The early bumblings of the CIA, its dubious use of Nazi collaborators, and its lack of understanding how it all worked certainly lived up to Truman’s and President Eisenhower’s doubts. President Kennedy came to distrust espionage after the CIA’s botched Bay of Pigs invasion and was dubious at first of the photographic evidence that led to the Cuban Missile Crisis. Even closer to present day, the George W. Bush administration rejected warnings of Osama bin Laden’s plans for terrorism in the U.S. because that intelligence came from the Clinton administration, which they considered immoral. Whether you were a Democrat or Republican, there was a general distaste and distrust of espionage and the people who practiced it.

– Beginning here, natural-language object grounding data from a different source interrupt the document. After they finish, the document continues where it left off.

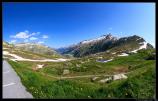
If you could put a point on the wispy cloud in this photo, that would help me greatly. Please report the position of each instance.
(33, 38)
(13, 41)
(21, 35)
(26, 40)
(110, 28)
(40, 42)
(45, 36)
(24, 35)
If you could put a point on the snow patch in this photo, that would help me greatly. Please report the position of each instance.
(144, 46)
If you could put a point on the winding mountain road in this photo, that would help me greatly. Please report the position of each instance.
(12, 86)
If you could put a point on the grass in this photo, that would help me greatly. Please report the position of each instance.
(139, 84)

Some Countries Like to Spy
The Russians, in their various iterations, have always spied, at least from the time of Ivan Grozny aka Ivan the Terrible and his Oprichniki. They were more like a secret police, but they spied on Ivan’s internal and external enemies. This type of organization continued down through the years to the NKVD and KGB in the Cold War era to today’s SVR, FSB, and GRU.

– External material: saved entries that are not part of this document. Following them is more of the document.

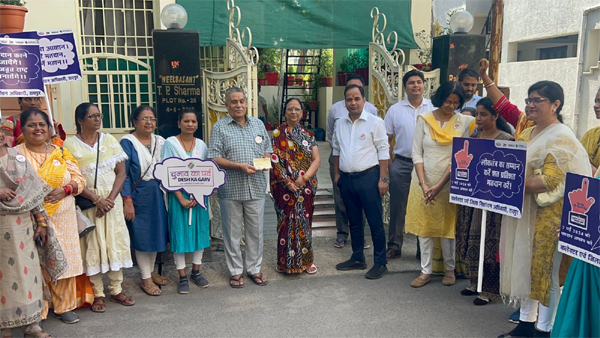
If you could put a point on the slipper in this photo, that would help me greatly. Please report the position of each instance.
(150, 289)
(312, 270)
(122, 299)
(257, 279)
(238, 279)
(98, 306)
(158, 279)
(339, 243)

Espionage has always been a more than accepted practice for Russian governments, and operatives for the various organizations were trained to believe that they were doing this for their country.
Well, of course, an officer of any intelligence service believes his or her work is for the good of the country.
The Russians, however, came to equate it with an individual’s patriotism, their love of country, and that’s a highly motivating factor, even for the lowest level KGB officer. This is why they treat traitors so harshly throughout Russian history and even use those traitors as an object lesson for other officers. I believe that’s why the KGB officers were so “enthusiastic” and, believe it or not, so efficient. They believed what they were doing was not only ethical but essential to the safety of Russia.
But they’re not the only ones. Operatives from any country’s intelligence organization feel the same way, but the tendency of the “good guys” to look upon the “bad guys” as mere evildoers motivated only by evil is naïve. They love their country as much as we do. We see our espionage activities as “good” and theirs as “evil” or unethical, if you will. But, it’s all the same.
Some of the CIA’s early failures were because they underestimated the KGB in particular. The Communists were evil, and the U.S. was good, so the U.S. was better at the spy game. Not. In many cases it was the other way around.
So, Is Espionage Ethical?
Again, it’s all a matter of perspective. If espionage engaged in by a sovereign government – regardless of its politics — uncovers intelligence that will save lives, prevent a war, and so on, I offer that it has served an ethical purpose of protecting the dignity and worth of a country’s population.
Corporate espionage to gain an advantage over a business competitor? Eh, not so much. Again, my opinion.
Espionage to betray your own country?
Again, it’s the perspective. Robert Hansenn, the FBI agent who sold secrets to the Russians for nearly three decades, was clearly unethical and a criminal and a traitor. But the Russians, who paid him for his info, thought having him as an asset was in the best interests of their country. The same is true when a U.S. operative “turns” someone from another country into a spy for the U.S.
And when we in the U.S. howl in indignation at the discovery someone is spying on us, friend or enemy, it’s the height of hypocrisy.
So, is espionage ethical? Much like espionage itself, there is no black or white answer. It’s all shades of gray.